Liz Truss, the environment secretary, supported the government’s austerity budget, and argued that as the government has funded over £2.3 billion worth of brand new flood defence projects over the past 6 years, the Conservative party has hardly been naïve about the risk flooding poses o the UK. She also went on to reassure MPs that the current £171 million budget to maintain and upgrade existing defense systems would be protected and ring-fenced; not party to George Osborne’s eager eye for cuts. However, if the government is spending a record amount of the taxpayer’s money on building new and more effective methods of flood prevention, why do disasters, such as the trauma that has hit Cumbria, still occur?

Truss admits that she must review the “way we invest in flood defences”; this perhaps suggests that the safeguards put in place are simply not enough. This point could not be much clearer than following the revelation that many of the worst affected areas, including Carlisle; currently bearing the brunt of the damage, were in fact proclaimed safe from flooding, with newly built flood defences simply overflowing as rainfall reached an all-time high.

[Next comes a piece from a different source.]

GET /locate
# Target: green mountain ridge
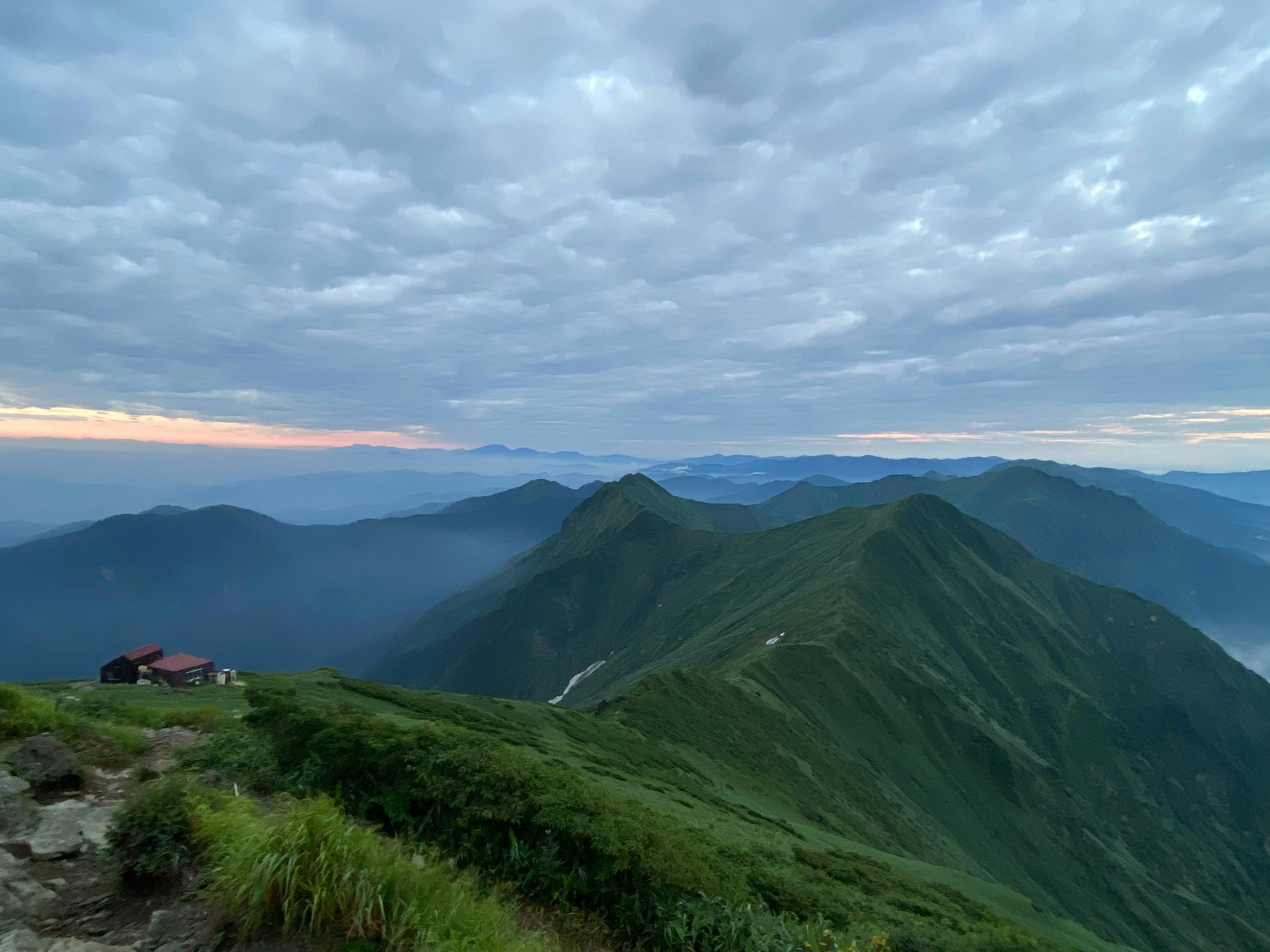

Despite this, many Labour ministers have highlighted the fact that the overall flood and coastal erosion management budget has seen a huge slide in funding. The current budget of £695 million for this actually fell by 14% this year. This is lower than 2014, and when adjusted for inflation, still less than 2009 and 2010.

Flood management is all about prevention. Defences need must be in place before floods hit, otherwise they are useless. It is therefore, according to McCarthy, exasperating to watch David Cameron speak about flood management. She said: “It is not enough for David Cameron to promise that money is no object after serious floods happen… The government needs to do everything it can to protect people’s homes and businesses before flooding occurs.”

Political figures in Carlisle, and the surrounding Cumbria area, are desperate to avert potential disaster as this becomes an increasingly political issue. The most recent instance of a similar event was in January 2014 on the Somerset Levels, when local MPs were accused of not doing enough to help local people. At the time, Labour butted heads with the government over which cuts had been made; which services had been affected the worst; and to what extent those cuts had caused the chaos in Somerset. Unfortunately, a similar response seems to have been triggered; it will be interesting to see how Cameron and his party reply when the effects of their harsh and unnecessary cuts are placed before them.